Enhancing Knowledge Graph Embedding with Hierarchical Self-Attention and Graph Neural Network Techniques for Drug-Drug Interaction Prediction in Virtual Reality Environments

Abstract

In biomedicine, the critical task is to decode Drug–Drug Interactions (DDIs) from complex biomedical texts. The scientific community employs Knowledge Graph Embedding (KGE) methods, enhanced with advanced neural network technologies, including capsule networks. However, existing methodologies primarily focus on the structural details of individual entities or relations within Biomedical Knowledge Graphs (BioKGs), overlooking the overall structural context of BioKGs, molecular structures, positional features of drug pairs, and their critical Relational Mapping Properties. To tackle the challenges identified, this study presents HSTrHouse an innovative hierarchical self-attention BioKGs embedding framework.

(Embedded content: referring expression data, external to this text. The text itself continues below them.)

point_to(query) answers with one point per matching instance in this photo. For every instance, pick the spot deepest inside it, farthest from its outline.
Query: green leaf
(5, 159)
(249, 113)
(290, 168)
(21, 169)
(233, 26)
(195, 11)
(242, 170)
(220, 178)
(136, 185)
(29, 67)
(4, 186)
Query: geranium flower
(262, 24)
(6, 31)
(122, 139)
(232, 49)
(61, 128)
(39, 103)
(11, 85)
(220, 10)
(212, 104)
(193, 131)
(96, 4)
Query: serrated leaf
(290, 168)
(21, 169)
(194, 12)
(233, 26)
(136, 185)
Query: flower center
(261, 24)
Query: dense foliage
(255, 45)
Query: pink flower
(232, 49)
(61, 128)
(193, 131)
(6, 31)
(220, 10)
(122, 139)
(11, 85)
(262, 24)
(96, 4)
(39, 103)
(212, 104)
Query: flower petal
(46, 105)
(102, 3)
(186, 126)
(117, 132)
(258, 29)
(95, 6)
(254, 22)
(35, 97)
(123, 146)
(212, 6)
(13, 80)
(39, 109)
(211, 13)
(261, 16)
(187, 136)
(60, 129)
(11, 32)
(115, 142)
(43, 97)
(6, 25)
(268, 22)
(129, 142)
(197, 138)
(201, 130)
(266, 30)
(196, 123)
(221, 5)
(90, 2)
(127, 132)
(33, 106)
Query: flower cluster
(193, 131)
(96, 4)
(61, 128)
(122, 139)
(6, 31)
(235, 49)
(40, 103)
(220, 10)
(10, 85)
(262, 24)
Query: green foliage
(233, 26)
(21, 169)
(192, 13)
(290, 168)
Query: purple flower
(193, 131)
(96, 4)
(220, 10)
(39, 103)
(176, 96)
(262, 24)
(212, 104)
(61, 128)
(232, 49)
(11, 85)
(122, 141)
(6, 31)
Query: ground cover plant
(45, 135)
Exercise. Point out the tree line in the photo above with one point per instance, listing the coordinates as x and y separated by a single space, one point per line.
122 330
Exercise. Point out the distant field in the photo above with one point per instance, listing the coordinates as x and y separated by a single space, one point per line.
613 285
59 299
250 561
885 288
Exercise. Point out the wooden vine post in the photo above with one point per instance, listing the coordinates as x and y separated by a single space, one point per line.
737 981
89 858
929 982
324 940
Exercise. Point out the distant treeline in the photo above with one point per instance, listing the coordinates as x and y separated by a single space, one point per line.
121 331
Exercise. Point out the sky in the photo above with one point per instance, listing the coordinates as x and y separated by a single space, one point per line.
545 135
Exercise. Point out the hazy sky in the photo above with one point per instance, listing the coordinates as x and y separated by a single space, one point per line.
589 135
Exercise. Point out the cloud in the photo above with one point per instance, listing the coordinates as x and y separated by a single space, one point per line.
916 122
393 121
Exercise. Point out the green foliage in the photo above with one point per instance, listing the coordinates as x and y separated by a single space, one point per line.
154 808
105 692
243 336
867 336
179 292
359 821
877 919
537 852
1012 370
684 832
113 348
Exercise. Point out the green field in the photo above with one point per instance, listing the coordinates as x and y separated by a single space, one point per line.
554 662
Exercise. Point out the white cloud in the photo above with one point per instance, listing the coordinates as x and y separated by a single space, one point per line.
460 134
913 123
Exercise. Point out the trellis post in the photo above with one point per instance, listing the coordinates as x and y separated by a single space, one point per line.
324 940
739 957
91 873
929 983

This architecture integrates self-attention mechanisms with advanced neural network technologies, including Convolutional Neural Network (CNN) and Graph Neural Network (GNN), for enhanced computational modeling in biomedical contexts. The model bifurcates the BioKGs into entity and relation layers for structural analysis. It employs self-attention across these layers, utilizing PubMedBERT and CNN for position feature extraction, and a GNN for drug pair molecular structure analysis. Then, we connect the position and molecular structure features to integrate them into the self-attention calculation of entity and relation. After that, the output of the self-attention layer is combined with the connected vectors of the position feature and molecular structure feature to obtain the final representation vector, and finally, to model the Relational Mapping Properties (RMPs), the representation vector is embedded into the complex vector space using Householder projections to obtain the BioKGs model. The paper validates HSTrHouse’s efficacy by comparing it with advanced models on three standard BioKGs for DDIs research.